Like other people have said though, you have troubles when you start dishing out 'powers' in your hard sci. Not because of any particular hard science genre rule, but because it tends to separate players into the haves and have nots. I like science fiction because people are really more comfortable with technology these days than they are with really understanding why all those inns in the villages don't have indoor plumbing, and it's not as hard slapping real world concepts and movie plots onto a science fiction game as it is trying to figure out who gets to play the elves when you're adopting James Bond movies and what a nuke might be in D&D. That's the advantage of going for a hard science ideal rather than a strict space opera feel, epic things happen in real life all the time without going overboard in idealizing the setting and simplifying it.

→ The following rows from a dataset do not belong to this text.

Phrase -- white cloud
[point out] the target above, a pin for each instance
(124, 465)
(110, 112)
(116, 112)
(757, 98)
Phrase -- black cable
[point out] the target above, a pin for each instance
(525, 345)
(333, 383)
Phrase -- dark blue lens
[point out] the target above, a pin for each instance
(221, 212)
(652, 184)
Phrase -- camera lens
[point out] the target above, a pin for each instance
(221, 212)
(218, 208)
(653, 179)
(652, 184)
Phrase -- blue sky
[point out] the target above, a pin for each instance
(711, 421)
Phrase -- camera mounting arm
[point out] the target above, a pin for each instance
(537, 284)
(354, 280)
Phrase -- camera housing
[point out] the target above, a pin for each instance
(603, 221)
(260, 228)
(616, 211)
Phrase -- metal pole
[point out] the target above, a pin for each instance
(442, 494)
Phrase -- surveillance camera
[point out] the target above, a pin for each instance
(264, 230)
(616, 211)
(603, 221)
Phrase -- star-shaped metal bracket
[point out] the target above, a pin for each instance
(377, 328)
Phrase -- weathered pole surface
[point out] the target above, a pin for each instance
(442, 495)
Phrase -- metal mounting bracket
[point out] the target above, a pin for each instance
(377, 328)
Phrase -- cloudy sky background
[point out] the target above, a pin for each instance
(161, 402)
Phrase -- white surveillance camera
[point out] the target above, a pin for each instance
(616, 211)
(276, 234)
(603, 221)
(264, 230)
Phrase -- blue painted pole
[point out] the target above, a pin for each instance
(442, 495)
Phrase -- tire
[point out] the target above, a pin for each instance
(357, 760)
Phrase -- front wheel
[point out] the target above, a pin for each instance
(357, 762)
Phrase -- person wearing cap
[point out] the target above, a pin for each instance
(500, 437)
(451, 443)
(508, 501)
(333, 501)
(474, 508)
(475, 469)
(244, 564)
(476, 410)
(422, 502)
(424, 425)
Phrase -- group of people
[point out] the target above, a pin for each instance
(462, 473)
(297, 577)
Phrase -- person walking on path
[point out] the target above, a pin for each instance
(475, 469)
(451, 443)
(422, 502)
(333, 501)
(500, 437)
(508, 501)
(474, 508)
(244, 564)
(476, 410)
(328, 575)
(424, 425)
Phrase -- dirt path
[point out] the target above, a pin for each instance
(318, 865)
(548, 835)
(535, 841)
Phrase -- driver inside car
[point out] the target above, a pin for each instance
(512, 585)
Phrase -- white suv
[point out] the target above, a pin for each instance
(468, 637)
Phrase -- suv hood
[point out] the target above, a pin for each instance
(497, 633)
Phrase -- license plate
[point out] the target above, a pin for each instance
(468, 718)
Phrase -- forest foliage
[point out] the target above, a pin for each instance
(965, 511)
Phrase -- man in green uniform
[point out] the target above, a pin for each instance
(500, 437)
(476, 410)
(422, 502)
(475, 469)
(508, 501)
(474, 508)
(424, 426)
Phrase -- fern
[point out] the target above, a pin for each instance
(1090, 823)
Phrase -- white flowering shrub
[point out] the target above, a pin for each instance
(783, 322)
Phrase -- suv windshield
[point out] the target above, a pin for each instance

It's not very hard to make up NPCs that act like real people, sort of harder to take some nutjob like Captain Kirk and figure out what society sends out space captains to wench their way across the galaxy losing men at every stop to monsters. Anyways, that's my .02.
 

Jürgen Hubert

First Post
I like it when the social and cultural implications of technological advances are considered when creating the setting. Remember, while human innovation is boundless, so is human perversity.

The best example of this among RPG settings is probably Transhuman Space - not only is it a very well thought out setting, it also makes you seriously consider how the future of our own world might be...
 


Turanil

First Post
The best example of this among RPG settings is probably Transhuman Space - not only is it a very well thought out setting, it also makes you seriously consider how the future of our own world might be...

Effectively, this TS looks really interesting! I got a look at it on the net, and I think it will be among my next rpg purchases.

Now I see much better the difference between Space-opera and Hard sci-fi. My idea for the sci-fi campaign is in between these two extremes (i.e.: Tranhuman Space and Star-Wars).

And thanks for the ST deck-plan URL!
 

Psion

Adventurer
Traveller (and its first refinement, MegaTraveller) had most of what interested me in a SFRPG:

  • Realistic solar system generation
  • Spacecraft operate per newton in real space. I'm okay with psuedo reactionless drives (Robert Forward has an interesting justification for such a mechanism), but I gnash my teeth everytime I see a game with starship statistics that include a "max speed" in real space.
  • FTL travel. No super-efficient FTL comms. No usable time travel. (Yes, I know FTL implies time travel, but prefer there be a reason, however contrived, that this "doesn't really work." No easily available instant teleportation (as a means of FTL transit, okay. As a ship to surface ferry, ug)
  • Player-ownable starships.
  • History
  • Earth is somewhere in that history, even if distant. (I really dislike games like Star Frontiers that spontaneously create a new universe with no mention of earth.)
  • Influence of a variety of SF authors, not just one.
  • Ancient precursor races (departing from Traveller, I wouldn't mind an approach where the ancient races are still active...)
  • Weaponry that sounds like an extrapolation of current physics, not just some technical terms thrown together space opera style, and don't assume the easily portable energy weapons are just a little more difficult than firearms. Firearms will be around for a while, folks.
  • Alien species that don't shatter disbelief (i.e., no races that supposedly evolved separately from us, yet have females that look sexy for humans and they can crossbreed with us.)
  • Both teeming planets and rugged frontiers. Space should feel HUGE.

What I didn't dig about Traveller
  • 2d starmaps
  • Humanocentricism. I think I would dig some more delicate political situations with alien races like B5.